Ratunkiem dla osób pozbawionych uprawnień do kierowania samochodem jest blokada alkoholowa. Urządzenie to jest alkomatem, który nie pozwala uruchomić pojazdu nietrzeźwemu kierowcy. Interlock montowany jest przez autoryzowany serwis, a wszelkie próby odłączenia urządzenia, bądź zmanipulowania pomiarów, kończą się źle dla nieuczciwego kierowcy. Interlock musi być regularnie kalibrowany, aby był traktowany jako sprawna blokada alkoholowa. Kiedy urządzenie w jakikolwiek sposób nie spełnia surowych norm, traktowane jest tak, jakby go nie było, co skutkuje wyrokiem sądowym do 3 lat pozbawienia wolności.
Instalacja interlocka nie jest prosta. Chociaż sam montaż nie sprawia problemu specjalistom, kierowca pozbawiony prawa jazdy może ubiegać się o zezwolenie na blokadę alkoholową po upłynięciu połowy czasu trwania kary, bądź 10 lat w przypadku dożywotniego odebrania licencji. Osoba ta, musi też otrzymać pozytywną opinię policji, która stwierdza poprawę zachowania kierowcy. Również cena urządzenia nie należy do niskich, bowiem wynosi około 5 tysięcy złotych. Te wszystkie surowe warunki odzyskania prawa jazdy przez pijanych kierowców powinny uspokoić sceptyków, którym nie podoba się to, że w ogóle pozwala się pijanym kierowcom wrócić za kierownicę. Równie pocieszające jest to, że Polska nie przeprowadza eksperymentów na swoich obywatelach, ale pomysł przejęty jest od krajów, które stwierdzają poprawę bezpieczeństwa po wprowadzeniu nowych przepisów.

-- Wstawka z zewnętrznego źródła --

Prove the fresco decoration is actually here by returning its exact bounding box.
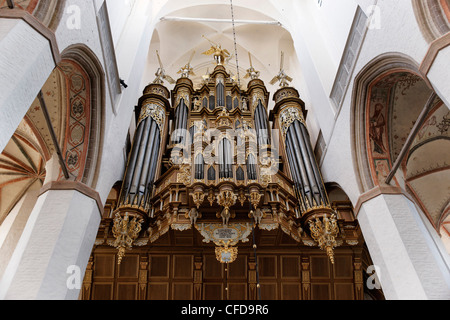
[410,99,450,152]
[0,119,46,224]
[366,71,431,186]
[59,60,91,181]
[0,0,39,13]
[27,68,66,161]
[366,80,391,185]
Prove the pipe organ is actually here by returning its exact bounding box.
[109,43,359,263]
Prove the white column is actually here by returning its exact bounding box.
[0,190,39,279]
[0,15,56,152]
[427,43,450,108]
[358,194,450,300]
[0,182,101,300]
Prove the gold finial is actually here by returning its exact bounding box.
[153,50,175,84]
[270,52,293,87]
[178,51,195,78]
[203,36,231,65]
[244,52,261,80]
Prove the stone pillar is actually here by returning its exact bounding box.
[0,190,39,279]
[356,190,450,300]
[0,9,61,152]
[0,182,103,300]
[302,257,311,300]
[420,33,450,108]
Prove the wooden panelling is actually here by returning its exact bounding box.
[334,283,355,300]
[172,283,194,300]
[311,255,330,279]
[147,282,169,300]
[311,283,331,300]
[203,255,224,279]
[118,255,139,278]
[203,283,224,300]
[333,256,353,279]
[281,283,301,300]
[116,283,138,300]
[227,283,248,301]
[261,282,279,300]
[280,256,300,279]
[228,255,248,280]
[258,255,277,279]
[92,282,114,301]
[150,255,170,278]
[173,255,194,280]
[86,247,370,301]
[94,254,116,278]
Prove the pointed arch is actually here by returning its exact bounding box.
[61,44,105,189]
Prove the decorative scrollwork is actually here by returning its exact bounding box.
[309,214,339,264]
[138,103,166,133]
[112,213,143,265]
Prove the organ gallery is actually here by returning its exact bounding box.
[82,43,376,300]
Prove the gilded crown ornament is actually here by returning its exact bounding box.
[178,51,195,78]
[203,36,231,66]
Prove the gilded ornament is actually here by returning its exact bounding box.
[309,214,339,264]
[112,213,143,264]
[280,107,306,137]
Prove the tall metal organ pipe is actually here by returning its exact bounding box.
[271,87,333,223]
[118,84,169,216]
[171,78,194,162]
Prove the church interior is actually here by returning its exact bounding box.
[0,0,450,301]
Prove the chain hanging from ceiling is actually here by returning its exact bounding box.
[230,0,241,88]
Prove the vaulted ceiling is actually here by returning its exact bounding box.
[144,1,298,111]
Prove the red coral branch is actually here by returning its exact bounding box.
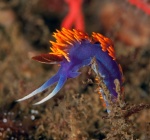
[61,0,84,31]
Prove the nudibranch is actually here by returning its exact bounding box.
[18,28,123,105]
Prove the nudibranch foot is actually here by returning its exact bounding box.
[34,76,67,105]
[17,74,59,102]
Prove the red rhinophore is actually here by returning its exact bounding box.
[61,0,84,31]
[128,0,150,15]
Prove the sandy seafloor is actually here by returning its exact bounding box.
[0,0,150,140]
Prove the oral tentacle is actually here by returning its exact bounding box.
[17,73,59,102]
[34,76,67,105]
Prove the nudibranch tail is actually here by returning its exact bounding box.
[17,74,59,102]
[34,76,67,105]
[32,53,63,64]
[18,28,123,111]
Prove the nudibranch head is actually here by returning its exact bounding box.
[50,28,90,62]
[18,28,123,107]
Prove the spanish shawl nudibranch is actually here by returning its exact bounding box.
[18,28,123,105]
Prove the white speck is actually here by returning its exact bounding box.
[0,128,4,131]
[3,118,7,123]
[19,123,22,126]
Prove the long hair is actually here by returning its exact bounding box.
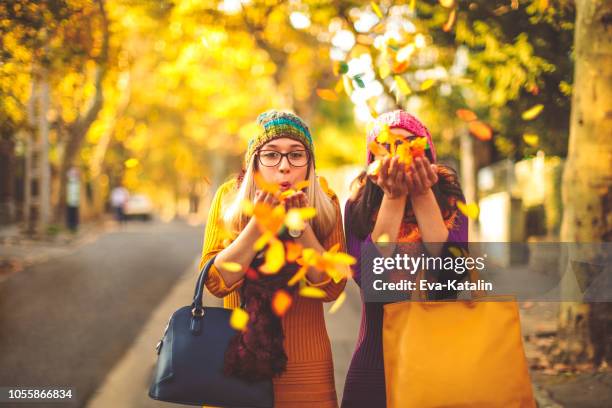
[223,154,336,241]
[347,164,465,239]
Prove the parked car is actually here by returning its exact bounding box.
[124,194,153,221]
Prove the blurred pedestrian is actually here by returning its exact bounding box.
[111,184,130,224]
[66,167,81,232]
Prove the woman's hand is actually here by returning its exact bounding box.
[253,190,279,207]
[285,191,308,210]
[368,156,410,199]
[407,157,438,196]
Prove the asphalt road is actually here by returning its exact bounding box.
[0,222,203,408]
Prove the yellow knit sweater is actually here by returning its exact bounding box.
[200,180,346,408]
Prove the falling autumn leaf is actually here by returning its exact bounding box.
[285,241,302,262]
[368,140,389,156]
[442,7,457,33]
[317,89,338,102]
[295,180,310,191]
[353,74,365,88]
[221,262,242,272]
[333,61,348,76]
[300,286,325,299]
[378,60,391,79]
[375,233,391,244]
[259,238,285,275]
[420,78,436,91]
[468,120,493,141]
[230,307,249,331]
[272,289,293,317]
[393,75,412,95]
[366,160,382,176]
[370,1,383,20]
[523,133,540,147]
[253,172,280,194]
[455,109,478,122]
[457,201,480,220]
[329,292,346,314]
[521,104,544,120]
[287,265,308,286]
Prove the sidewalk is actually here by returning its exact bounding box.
[0,220,110,282]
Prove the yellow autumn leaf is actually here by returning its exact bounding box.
[285,208,306,231]
[393,75,412,95]
[457,201,480,220]
[240,199,255,217]
[259,238,285,275]
[370,1,383,19]
[523,133,540,147]
[317,89,338,102]
[221,262,242,272]
[327,242,340,254]
[287,265,308,286]
[521,104,544,120]
[253,231,274,251]
[253,172,280,194]
[230,307,249,331]
[376,233,391,243]
[368,140,389,156]
[272,289,293,317]
[294,180,310,191]
[421,78,436,91]
[455,109,478,122]
[366,160,382,176]
[285,241,303,262]
[376,124,390,143]
[300,286,325,299]
[378,60,391,79]
[329,292,346,314]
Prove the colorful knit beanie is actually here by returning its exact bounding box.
[366,109,436,164]
[244,110,314,164]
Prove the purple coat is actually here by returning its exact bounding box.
[342,201,468,408]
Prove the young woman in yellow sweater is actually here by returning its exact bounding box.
[200,111,346,408]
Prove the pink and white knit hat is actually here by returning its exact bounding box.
[366,109,436,164]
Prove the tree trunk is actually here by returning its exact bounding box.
[557,0,612,366]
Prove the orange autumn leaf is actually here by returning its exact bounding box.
[294,180,310,191]
[230,307,249,331]
[456,109,478,122]
[366,160,382,176]
[300,286,325,299]
[285,241,302,262]
[287,265,308,286]
[368,140,389,156]
[221,262,242,272]
[457,201,480,220]
[329,292,346,314]
[317,89,338,102]
[468,120,493,141]
[272,289,293,317]
[259,238,285,275]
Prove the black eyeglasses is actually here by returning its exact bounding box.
[257,150,309,167]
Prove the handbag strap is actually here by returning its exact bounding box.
[413,267,487,301]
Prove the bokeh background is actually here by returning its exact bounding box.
[0,0,612,406]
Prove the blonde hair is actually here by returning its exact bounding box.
[223,155,337,241]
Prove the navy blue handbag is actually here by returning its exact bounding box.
[149,257,274,408]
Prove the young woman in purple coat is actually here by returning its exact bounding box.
[342,110,468,408]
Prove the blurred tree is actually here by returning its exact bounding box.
[557,0,612,366]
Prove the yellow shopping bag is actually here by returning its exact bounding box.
[383,272,536,408]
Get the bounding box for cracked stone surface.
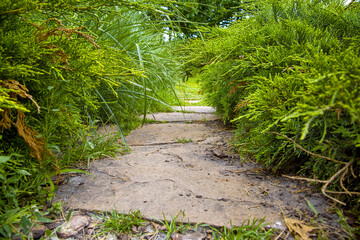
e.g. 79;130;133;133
55;107;333;228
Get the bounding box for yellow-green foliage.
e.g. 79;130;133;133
0;0;177;238
183;0;360;210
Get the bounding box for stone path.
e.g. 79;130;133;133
55;107;333;229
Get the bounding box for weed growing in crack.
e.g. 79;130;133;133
211;218;273;240
100;210;146;234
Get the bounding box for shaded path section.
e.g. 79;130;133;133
56;109;331;228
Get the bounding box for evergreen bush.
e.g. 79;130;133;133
182;0;360;212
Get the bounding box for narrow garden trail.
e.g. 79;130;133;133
55;107;333;229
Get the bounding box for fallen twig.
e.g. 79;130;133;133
269;132;360;206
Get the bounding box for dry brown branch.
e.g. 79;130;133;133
340;168;351;196
326;190;360;195
0;108;13;132
282;175;327;183
321;161;354;206
267;132;346;165
1;79;40;113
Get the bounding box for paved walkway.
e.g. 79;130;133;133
56;107;331;228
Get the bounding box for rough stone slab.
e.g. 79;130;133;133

Interlock jest więc ciekawym pomysłem na odzyskanie prawa jazdy przez tych, którzy zostali złapani po wypiciu napojów wyskokowych. Z pewnością wielu spośród takich kierowców doceni możliwość powrotu za kierownicę, jednak znajdą się też tacy, którzy narobią sobie kłopotów zaraz po otrzymaniu uprawnień do kierowania, niczym więźniowie powracających do kradzieży zaraz po wyjściu na wolność. Pozostaje nam wierzyć, że nowe przepisy pomogą tym, którzy żałują swojego postępowania, a ci, którzy nie są w stanie żyć bez alkoholu, nie skrzywdzą niewinnych. Nie ma też wątpliwości, że władze myślą o obywatelach i pragną pomóc tym, którzy popełnili w swoim życiu błędy.